Ein Adliger, dreißig Jahre alt und bis vor kurzem ein tüchtiger Soldat mit Chancen auf eine Karriere als Offizier,  liegt schwer verwundet im Krankenhaus. Sein Bein ist in einem Zustand,  daß er seine Berufspläne begraben muss. Und statt den von ihm geliebten Ritterromanzen bekommt er Heiligenlegenden und eine Lebensbeschreibung Christi in die Hand.

Er liest,  zunächst vielleicht nur, um sich abzulenken,  dann mit wachsender Begeisterung.  Er überdenkt sein Leben.  Page, begabter Tänzer, keinem Flirt abgeneigt, Soldat… Das kann doch nicht alles sein, denkt er. Da fehlt etwas, fehlt jemand, fehlt der eine Herr, dem er sich ganz widmen will.

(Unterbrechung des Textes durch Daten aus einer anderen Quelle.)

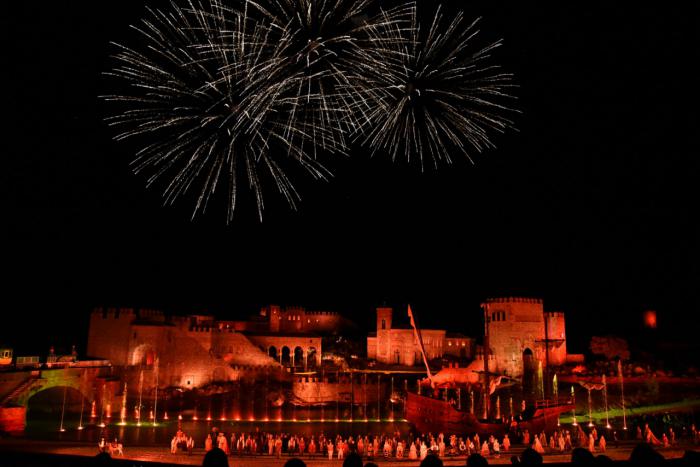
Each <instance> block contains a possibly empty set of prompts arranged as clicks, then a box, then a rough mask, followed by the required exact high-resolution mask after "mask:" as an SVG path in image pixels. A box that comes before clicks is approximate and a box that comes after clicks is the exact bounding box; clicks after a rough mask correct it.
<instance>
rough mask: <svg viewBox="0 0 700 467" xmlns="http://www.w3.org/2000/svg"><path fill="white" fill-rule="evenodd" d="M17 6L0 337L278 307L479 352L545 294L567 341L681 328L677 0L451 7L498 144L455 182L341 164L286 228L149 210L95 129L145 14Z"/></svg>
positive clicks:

Das Senfkorn des Glaubens schlägt in ihm Wurzel.  Während der Rekonvaleszenz in einem Kloster legt er eine Lebensbeichte ab, dem Vernehmen nach drei Tage lang.

Wieder genesen,  verlässt er das Kloster als Bettler und Pilger.  Seine Waffen hat er vor den Altar gelegt.

Nach einer Zeit der einsamen Pilgerschaft und Besinnung studiert er Theologie.  Mit sechs Kommilitonen  gründet er eine zölibatäre Gemeinschaft,  die Gesellschaft Jesu. Das Senfkorn ist zum Baum  geworden, der Sauerteig wird zum stärkenden  Brot. Ignatius von Loyola zeigt uns, daß man besser hinkend Jesus folgt als auf gesunden Beinen gedankenlos die Karriereleiter erklimmt.